Lake Oroville, a key component of California’s water supply, looks noticeably fuller after a series of January storms.

The atmospheric rivers dumped trillions of gallons of moisture on the state, spurring widespread flooding and destruction but also providing a healthy boost to snowpack and drought-sapped reservoirs.

Lake Oroville, the largest reservoir on the State Water Project, was at 68% of its capacity on Friday — up from 28% just two months prior, according to state data. The State Water Project is a system of reservoirs, canals and dams that supplies water to about 27 million people.


The reservoir had fallen to such perilous lows that in 2021 officials closed Oroville’s hydroelectric power plant for the first time since its completion in 1967.

Shocking images that year illustrated the worsening drought conditions, including exposed portions of Oroville’s lakebed and a distinct “bathtub ring” indicating just how far the water had receded.

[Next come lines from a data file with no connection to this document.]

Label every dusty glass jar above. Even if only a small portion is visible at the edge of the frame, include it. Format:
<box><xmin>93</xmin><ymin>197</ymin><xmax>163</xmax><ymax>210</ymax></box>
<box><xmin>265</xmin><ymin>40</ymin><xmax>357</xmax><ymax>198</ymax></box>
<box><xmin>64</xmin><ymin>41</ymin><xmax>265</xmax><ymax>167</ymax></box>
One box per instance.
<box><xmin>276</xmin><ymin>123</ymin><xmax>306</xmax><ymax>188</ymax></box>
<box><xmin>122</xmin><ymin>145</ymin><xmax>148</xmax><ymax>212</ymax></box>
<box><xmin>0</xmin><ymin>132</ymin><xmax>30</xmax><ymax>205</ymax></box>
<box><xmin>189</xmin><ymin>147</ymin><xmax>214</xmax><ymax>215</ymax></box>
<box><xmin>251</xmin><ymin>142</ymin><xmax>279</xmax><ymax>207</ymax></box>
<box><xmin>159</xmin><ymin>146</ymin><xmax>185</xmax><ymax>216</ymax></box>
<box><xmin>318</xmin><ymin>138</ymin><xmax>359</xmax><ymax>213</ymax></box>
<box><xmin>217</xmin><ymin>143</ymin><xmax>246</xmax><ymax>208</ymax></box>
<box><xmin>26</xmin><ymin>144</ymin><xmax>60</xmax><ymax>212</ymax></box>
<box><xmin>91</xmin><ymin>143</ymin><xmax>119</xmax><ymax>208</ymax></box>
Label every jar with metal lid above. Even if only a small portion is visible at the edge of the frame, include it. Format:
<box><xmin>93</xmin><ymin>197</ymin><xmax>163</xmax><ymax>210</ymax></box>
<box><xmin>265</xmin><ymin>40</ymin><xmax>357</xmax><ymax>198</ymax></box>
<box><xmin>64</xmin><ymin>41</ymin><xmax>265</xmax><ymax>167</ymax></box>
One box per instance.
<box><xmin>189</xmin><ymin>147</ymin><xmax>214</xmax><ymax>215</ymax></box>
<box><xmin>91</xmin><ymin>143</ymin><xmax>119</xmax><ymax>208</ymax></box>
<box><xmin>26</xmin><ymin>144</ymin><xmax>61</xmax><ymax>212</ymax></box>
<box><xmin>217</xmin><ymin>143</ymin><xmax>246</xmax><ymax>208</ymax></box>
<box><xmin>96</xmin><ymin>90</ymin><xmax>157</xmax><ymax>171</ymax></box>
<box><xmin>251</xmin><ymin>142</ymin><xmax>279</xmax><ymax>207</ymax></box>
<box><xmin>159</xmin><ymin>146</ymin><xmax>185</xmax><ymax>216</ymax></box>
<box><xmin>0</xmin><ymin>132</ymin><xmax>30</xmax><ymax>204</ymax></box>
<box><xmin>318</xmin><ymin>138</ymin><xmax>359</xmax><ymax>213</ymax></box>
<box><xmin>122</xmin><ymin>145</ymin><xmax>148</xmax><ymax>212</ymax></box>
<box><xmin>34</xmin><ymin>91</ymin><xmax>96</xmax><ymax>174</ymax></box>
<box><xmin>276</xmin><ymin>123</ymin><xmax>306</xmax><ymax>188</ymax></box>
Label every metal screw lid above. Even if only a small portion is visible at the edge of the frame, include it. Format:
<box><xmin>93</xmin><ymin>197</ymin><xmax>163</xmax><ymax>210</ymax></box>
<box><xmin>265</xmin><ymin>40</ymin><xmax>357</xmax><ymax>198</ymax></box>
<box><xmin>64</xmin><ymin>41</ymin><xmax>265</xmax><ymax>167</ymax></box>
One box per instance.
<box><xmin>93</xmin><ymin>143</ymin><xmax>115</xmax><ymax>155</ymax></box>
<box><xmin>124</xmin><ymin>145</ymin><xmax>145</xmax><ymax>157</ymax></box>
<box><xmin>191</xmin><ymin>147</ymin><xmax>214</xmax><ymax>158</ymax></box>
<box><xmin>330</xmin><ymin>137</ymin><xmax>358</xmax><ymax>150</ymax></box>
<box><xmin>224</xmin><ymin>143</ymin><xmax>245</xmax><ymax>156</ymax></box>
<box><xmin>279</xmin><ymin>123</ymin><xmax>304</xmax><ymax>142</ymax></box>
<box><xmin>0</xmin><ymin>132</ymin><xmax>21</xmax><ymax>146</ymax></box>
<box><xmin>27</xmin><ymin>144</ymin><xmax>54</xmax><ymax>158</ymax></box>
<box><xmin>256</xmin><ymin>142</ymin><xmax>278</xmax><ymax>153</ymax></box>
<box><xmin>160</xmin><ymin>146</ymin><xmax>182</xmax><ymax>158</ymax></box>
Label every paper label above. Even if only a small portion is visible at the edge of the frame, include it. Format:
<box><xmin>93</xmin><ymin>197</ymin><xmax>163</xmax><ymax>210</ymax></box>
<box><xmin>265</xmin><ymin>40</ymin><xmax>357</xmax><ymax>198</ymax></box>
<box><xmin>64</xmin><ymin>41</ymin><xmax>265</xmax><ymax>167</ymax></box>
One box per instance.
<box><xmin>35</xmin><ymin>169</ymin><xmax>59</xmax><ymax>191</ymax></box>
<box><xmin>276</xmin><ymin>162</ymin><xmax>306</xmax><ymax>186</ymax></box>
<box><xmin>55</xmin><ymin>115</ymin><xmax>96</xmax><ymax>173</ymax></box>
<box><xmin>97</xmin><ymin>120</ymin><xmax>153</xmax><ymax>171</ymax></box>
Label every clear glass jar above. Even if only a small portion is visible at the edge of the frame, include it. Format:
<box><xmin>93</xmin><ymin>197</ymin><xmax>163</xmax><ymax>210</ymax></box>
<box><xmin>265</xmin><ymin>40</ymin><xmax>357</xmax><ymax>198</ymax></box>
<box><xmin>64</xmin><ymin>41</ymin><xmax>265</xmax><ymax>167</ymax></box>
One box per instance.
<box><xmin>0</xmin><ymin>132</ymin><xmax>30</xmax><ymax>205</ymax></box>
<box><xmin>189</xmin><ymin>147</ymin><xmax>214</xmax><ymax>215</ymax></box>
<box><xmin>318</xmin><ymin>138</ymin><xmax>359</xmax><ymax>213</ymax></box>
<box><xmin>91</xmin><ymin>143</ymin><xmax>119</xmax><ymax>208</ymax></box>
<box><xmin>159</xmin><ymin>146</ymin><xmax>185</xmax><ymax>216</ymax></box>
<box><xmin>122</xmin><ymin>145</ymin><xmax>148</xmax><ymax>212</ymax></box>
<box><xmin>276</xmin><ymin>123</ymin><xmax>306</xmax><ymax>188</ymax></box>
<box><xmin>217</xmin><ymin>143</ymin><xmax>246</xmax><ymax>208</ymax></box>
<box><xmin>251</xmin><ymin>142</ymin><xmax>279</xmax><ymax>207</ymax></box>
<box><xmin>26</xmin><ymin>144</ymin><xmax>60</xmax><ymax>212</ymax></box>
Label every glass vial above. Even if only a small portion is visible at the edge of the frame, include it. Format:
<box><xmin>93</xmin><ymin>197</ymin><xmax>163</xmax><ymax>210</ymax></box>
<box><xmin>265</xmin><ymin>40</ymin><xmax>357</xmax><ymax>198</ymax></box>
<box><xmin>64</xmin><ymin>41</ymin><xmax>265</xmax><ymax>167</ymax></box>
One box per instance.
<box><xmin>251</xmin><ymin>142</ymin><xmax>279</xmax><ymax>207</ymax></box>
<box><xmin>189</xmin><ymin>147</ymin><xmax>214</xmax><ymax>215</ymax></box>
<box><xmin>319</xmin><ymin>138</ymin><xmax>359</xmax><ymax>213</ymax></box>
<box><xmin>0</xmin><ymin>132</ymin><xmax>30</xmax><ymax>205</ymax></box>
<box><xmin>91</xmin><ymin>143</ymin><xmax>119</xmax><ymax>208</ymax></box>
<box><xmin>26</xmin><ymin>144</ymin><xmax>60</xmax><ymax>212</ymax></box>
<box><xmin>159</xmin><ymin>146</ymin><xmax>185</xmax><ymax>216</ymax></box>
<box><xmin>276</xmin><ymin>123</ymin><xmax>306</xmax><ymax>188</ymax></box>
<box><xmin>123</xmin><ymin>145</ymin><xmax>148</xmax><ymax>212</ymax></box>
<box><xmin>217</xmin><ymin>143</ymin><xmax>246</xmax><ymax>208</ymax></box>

But photos captured by Times photographers this week showed a considerable improvement. Since its lowest point — an elevation of just 628.63 feet on Sept. 30, 2021 — Oroville has risen about 189 feet, reaching an elevation of 817.41 feet as of Friday.

Jeanine Jones, Interstate Resources Manager for the Department of Water Resources, said in a statement the storms “certainly helped reservoir storage in California following the driest three years in the state’s recorded history.”

However, it’s important to continue conserving supplies, she said. Last year, a wet December was followed by the state’s driest ever January through March on record.


“Over the next two months, it is important that we still see periodic rain and snowstorms to keep an above-average pace for our precipitation totals,” Jones said. “ While this has been a strong start, the most important measurement will be April 1 when the snowpack is typically at its highest. Californians should continue to use water wisely so that we can have both a thriving economy, community and environment.”

Jones noted that groundwater, or the state’s system of underground aquifers, is much slower to recover from depletion and has a long way to go before it can fully be replenished.

What’s more, Southern California’s other major supply of water, the Colorado River, did not benefit much from the atmospheric river storms and is still dwindling toward perilous lows. Federal officials have ordered California and six other states that rely on that river to drastically cut their use.

The wet start to the year “shouldn’t take the momentum away from us continuing to work on building resiliency, recycling water and storing water when we have it,” Adel Hagekhalil, general manager of the Metropolitan Water District of Southern California, told The Times last week. “We should conserve as much as we can so we can save water to have it available when we need it.”

The state remains under a drought emergency declaration issued by Gov. Gavin Newsom in 2021. MWD also issued a regional drought emergency for all of Southern California in December.


Jones said the rest of the wet season will prove critical for California. The latest seasonal forecast from the National Oceanic and Atmospheric Administration shows equal chances of wetness or dryness in most of the state through April.

“For every day it doesn’t rain or snow during our wettest months, we are drying out,” she said. “A lot of uncertainty remains about the next two months and water managers are maintaining reservoirs to hold as much water supply as possible while also managing flood control requirements.”

Oroville is indeed capable of getting too full. In 2017, heavy rainfall flooded the area and nearly overtopped the Oroville Dam.